Microtubules are an essential component of the cytoskeleton that provide structural integrity and facilitate important functions in cells. In this work, I will explore several aspects of microtubule mechanics and function using a wide range of biophysical techniques. I am particularly interested in the effects of stabilizing agents, including small molecule inhibitors of microtubule dynamics (such as taxol or epothilone), and microtubule-binding proteins, such as tau. First, using advanced spectral analytical techniques, we studied the effects of tau proteins on the mechanical properties of single microtubule (MT) filaments under controlled in vitro conditions. We found that the short forms of 3-repeat (3R) and 4-repeat (4R) wild-type (WT) tau proteins reduce the stiffness of taxol-assembled MTs compared to a no tau control, despite the fact that the microtubule diameter is known to increase when these tau proteins bind. In contrast, single point tau mutants P301L, R406W and DeltaN296, which are all linked to devastating neurological diseases, do not have significant effects on microtubule stiffness compared to a no tau control, raising interesting questions about possible mechanical origins of tauopathy diseases.

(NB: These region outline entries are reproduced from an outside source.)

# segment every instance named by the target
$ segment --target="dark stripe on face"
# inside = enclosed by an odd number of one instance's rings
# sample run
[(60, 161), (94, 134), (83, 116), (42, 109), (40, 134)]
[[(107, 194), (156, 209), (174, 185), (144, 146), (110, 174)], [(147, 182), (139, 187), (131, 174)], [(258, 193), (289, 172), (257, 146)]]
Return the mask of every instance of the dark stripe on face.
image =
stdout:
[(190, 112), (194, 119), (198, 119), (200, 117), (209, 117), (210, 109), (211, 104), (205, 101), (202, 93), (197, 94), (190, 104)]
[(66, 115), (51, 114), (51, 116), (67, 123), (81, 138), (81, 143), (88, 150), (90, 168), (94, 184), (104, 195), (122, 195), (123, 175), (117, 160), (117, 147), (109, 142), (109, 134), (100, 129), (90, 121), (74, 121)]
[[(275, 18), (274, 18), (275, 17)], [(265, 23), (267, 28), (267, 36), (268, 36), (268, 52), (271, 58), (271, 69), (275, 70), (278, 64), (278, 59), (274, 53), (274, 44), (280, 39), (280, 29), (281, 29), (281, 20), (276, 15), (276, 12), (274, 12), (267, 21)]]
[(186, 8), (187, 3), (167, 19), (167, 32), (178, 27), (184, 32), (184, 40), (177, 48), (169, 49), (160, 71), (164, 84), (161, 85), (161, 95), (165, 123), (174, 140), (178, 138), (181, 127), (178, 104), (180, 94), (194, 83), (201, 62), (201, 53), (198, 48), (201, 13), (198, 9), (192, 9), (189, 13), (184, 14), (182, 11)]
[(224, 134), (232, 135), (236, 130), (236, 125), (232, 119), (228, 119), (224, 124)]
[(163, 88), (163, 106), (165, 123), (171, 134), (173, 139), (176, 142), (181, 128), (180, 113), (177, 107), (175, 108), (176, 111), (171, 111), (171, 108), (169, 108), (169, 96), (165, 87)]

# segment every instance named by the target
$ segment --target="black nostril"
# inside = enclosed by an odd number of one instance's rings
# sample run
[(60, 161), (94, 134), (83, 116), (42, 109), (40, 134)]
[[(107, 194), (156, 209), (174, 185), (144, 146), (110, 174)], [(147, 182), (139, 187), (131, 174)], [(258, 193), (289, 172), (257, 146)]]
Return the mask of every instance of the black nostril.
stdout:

Next, we examined the effects of tau proteins on in vitro transport properties of kinesin-bound cargoes on microtubules. In comparison to the no tau control, kinesin-bound quantum dot cargoes had lower velocity and shorter run lengths in the presence of tau when moving on taxol-assembled microtubules. Most of the single point tau mutants that we tested showed similar slowing of cargo translocation, with speed reductions similar to those observed with WT tau. One exception was the 4R short R406W mutant tau, in which the velocities of kinesin-bound cargoes were significantly lower than in WT case. The disease mechanism for mutant has been particularly puzzling, so our results may suggest a more prominent role in disruption of axonal transport than was previously appreciated.

Next, we investigated the effects of microtubule-stabilizing chemicals epothilone-A and -B on 1) microtubule mechanics, 2) the transport properties of kinesins and 3) the ability of WT tau proteins modify the stiffness of microtubules assembled with epothilone. We found that microtubules assembled in the presence of epothilone-A or -B were less stiff compared to taxol-assembled MTs, and the addition of WT tau further reduced the stiffness. However, the differences in stiffness/persistence length between epothilone-assembled microtubules and taxol-assembled microtubules diminished after the addition of WT tau. Kinesin translocation speed was sensitive to the type of stabilizing chemical, and the changes in velocity in the presence of tau were also depended on the assembly condition. Epothiolone and taxol compunds are both frequently used in cancer chemotherapies, and our results shed light on the possible molecular mechanisms of neurological side effects (such as debilitating nerve pain) when these agents are used.

Lastly, we looked at the effects of tau on intracellular trafficking in COS-7 cells. We found that the microtubule network in the cells were dramatically modified after the introduction of tau via transient transfection, with substantial bundling, aggregation and membrane-association in the presence of tau. However, there were no obvious differences in the microtubule network structures between cells that were transfected with mutant tau and wild-type tau. Interestingly, despite the major modification of the cytoskeletal structures in the presence of tau, the measured velocities of lysosomes in directed transport in cells that were transfected with tau were not significantly different compared to the lysosome velocities in cells with no tau.

Taken together, studies provide important new insights into how tau proteins and other small molecule stabilizers modulate the mechanical and functional properties of cytoskeletal microtubules and how misregulations in tau may be related to the development of neurodegeneration and dementia diseases.